Hamilton hires lobbyist to plead its case

The city has turned to an outside consultant to help it plead its Pan American Games case to the province, wrote the Hamilton Spectator July 31.

Mayor Fred Eisenberger’s office has hired Bob Richardson, of the Toronto-based lobbying firm Devon Group, to act as a conduit between the city and the province on the Pan Am stadium location debate.

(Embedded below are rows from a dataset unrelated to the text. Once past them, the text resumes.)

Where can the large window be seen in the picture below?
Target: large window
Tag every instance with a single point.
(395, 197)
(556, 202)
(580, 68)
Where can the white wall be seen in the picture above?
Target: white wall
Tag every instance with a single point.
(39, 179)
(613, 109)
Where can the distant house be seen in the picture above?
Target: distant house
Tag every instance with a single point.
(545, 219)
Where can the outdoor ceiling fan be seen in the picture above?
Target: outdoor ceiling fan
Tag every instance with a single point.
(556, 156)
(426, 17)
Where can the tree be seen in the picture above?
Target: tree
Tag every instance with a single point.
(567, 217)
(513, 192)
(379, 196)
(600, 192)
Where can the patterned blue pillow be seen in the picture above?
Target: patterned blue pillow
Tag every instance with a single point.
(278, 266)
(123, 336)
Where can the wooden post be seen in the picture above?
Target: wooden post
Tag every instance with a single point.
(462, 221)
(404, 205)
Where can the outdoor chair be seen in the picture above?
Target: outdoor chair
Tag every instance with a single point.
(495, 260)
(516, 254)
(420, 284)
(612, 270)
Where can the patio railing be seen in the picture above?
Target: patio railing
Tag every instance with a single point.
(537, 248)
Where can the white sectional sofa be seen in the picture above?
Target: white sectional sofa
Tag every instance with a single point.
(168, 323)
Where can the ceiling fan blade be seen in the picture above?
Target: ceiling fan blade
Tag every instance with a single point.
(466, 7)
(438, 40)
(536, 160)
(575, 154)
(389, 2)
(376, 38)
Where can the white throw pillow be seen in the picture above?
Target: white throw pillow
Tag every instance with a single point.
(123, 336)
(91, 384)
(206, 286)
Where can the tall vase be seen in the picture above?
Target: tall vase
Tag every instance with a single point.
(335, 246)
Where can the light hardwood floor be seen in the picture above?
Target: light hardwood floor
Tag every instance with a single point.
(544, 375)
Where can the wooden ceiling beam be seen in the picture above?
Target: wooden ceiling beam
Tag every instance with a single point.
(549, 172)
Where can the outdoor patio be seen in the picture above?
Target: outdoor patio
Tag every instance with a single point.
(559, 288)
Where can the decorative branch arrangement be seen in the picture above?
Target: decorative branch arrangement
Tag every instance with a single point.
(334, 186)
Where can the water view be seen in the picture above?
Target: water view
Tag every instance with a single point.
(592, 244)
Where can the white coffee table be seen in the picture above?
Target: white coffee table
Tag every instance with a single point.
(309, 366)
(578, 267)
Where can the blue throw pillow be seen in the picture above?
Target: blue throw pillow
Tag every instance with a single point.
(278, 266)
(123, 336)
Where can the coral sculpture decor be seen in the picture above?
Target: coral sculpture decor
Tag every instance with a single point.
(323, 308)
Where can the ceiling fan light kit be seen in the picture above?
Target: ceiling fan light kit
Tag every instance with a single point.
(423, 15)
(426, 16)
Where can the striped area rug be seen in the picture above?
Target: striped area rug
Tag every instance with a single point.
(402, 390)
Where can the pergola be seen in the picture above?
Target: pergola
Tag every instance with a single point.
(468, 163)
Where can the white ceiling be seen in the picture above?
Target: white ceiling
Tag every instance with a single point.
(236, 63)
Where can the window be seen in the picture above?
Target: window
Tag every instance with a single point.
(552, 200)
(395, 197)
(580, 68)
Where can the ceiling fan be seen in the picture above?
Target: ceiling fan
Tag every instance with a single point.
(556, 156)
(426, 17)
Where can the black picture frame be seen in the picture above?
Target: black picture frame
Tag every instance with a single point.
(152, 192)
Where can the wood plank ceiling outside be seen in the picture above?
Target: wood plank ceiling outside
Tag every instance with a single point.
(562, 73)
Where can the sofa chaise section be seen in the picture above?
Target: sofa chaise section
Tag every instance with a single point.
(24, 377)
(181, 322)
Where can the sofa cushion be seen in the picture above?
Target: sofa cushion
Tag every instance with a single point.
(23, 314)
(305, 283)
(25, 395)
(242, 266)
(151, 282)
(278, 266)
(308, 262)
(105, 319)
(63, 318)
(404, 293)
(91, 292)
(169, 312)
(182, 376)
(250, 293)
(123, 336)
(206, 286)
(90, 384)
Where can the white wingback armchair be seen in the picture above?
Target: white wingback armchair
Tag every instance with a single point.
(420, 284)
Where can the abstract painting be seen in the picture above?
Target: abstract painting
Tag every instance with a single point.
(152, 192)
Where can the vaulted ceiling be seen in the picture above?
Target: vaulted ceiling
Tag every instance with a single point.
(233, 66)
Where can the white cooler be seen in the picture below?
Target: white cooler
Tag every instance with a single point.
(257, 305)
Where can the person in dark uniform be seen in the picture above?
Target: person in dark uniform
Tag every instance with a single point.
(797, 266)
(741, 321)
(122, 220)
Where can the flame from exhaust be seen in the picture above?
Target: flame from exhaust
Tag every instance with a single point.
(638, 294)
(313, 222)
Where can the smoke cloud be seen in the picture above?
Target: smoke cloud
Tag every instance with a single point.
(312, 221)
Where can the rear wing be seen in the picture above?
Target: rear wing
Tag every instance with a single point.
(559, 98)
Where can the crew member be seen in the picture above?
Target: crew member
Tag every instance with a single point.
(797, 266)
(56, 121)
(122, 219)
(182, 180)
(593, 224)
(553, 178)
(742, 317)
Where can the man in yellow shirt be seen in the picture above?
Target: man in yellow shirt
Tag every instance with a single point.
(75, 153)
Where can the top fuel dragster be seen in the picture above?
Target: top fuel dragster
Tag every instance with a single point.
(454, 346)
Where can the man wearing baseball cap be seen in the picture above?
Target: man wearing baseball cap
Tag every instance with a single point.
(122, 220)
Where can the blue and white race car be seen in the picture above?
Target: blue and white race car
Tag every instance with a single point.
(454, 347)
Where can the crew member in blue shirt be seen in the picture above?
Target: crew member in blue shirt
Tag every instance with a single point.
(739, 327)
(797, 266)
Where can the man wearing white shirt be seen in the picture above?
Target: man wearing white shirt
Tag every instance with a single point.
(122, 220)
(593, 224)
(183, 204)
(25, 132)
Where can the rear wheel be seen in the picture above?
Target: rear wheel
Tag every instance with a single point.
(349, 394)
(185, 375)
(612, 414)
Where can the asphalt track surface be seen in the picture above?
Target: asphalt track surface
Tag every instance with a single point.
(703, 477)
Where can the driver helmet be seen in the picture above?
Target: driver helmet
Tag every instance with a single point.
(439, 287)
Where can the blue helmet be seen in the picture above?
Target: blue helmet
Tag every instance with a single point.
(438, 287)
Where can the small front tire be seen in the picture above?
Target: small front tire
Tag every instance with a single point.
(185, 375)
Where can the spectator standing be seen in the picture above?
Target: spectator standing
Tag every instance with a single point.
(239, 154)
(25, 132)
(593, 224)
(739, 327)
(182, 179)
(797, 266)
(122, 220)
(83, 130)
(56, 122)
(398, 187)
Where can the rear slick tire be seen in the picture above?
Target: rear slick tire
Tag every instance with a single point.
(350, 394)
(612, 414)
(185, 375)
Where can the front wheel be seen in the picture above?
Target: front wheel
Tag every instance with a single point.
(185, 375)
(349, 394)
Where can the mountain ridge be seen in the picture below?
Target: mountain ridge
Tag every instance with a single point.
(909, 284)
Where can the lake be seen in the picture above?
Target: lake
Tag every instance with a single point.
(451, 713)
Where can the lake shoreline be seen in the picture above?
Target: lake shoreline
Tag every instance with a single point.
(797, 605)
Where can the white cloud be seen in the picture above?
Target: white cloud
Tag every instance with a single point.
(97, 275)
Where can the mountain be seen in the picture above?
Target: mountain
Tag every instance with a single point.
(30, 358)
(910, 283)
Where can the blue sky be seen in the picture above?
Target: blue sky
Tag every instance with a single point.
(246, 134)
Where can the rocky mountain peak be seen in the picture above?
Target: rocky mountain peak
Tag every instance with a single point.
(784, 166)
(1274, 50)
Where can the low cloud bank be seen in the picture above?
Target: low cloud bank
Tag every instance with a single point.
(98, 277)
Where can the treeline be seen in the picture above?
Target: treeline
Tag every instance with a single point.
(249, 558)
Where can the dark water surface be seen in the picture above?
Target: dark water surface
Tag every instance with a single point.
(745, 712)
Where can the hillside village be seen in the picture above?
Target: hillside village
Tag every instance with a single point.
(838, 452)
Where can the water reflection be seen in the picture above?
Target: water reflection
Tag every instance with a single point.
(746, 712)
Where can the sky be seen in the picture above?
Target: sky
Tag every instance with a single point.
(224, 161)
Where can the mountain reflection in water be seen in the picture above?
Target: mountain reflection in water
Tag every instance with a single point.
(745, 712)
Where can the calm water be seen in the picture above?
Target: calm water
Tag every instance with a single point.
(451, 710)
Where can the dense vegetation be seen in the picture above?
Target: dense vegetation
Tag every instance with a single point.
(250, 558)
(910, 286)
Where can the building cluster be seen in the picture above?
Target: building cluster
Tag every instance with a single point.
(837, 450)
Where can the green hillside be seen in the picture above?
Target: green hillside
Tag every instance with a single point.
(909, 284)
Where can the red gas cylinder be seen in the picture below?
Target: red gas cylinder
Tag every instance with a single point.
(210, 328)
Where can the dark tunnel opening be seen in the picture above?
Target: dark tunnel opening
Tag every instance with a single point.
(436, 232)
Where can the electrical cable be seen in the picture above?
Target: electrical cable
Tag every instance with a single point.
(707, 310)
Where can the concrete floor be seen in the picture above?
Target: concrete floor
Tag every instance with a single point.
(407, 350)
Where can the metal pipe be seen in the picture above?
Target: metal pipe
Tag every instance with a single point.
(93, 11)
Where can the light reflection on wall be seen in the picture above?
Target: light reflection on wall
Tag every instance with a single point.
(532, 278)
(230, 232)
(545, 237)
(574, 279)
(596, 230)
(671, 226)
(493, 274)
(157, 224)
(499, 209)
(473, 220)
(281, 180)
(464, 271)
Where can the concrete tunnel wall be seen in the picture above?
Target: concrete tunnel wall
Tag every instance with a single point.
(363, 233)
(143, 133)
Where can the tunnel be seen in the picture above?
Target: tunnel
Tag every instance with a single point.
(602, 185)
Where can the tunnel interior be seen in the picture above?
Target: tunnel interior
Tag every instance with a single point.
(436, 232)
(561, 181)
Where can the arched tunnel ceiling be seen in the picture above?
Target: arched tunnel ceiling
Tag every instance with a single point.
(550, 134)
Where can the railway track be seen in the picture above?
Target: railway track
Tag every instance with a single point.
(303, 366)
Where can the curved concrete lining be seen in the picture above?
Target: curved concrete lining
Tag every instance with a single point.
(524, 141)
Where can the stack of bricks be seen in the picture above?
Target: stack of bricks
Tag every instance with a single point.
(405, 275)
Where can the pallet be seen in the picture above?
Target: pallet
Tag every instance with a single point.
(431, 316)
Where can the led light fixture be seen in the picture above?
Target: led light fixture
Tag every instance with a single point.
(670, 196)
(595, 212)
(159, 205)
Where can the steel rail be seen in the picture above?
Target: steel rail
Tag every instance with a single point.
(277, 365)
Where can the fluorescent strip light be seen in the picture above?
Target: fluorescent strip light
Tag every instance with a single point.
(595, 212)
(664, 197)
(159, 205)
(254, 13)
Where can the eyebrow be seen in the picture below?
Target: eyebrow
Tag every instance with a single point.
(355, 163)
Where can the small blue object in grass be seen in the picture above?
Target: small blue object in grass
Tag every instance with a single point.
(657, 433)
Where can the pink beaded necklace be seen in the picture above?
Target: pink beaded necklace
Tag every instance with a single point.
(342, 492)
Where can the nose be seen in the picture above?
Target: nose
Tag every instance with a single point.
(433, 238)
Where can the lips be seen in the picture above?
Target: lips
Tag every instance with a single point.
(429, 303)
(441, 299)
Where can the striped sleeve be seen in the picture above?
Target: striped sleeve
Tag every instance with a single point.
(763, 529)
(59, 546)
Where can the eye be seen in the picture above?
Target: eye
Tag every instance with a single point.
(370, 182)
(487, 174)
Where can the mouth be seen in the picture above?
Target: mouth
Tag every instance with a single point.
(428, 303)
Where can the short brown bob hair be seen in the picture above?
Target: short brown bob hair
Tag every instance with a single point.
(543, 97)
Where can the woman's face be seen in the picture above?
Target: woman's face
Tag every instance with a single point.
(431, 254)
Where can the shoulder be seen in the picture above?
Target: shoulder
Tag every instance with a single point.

Richardson is listed on the province’s lobbyist registry for nine other organizations, including Waste Management of Canada, York University and Cineplex Entertainment. He is not registered as a lobbyist for Hamilton.

On air

  • Saeed Rahnema, political science professor in York’s Faculty of Liberal Arts & Professional Studies, spoke about a man who falsely claimed to be involved with Iranian policy on haircuts and to have a degree from the Schulich School of Business at York University, on CFRB Radio Aug. 2.
  • Paul Delaney, professor of physics & astronomy in York’s Faculty of Science & Engineering, spoke about an asteroid that appears to be on a collision course with Earth, on CTV News July 31.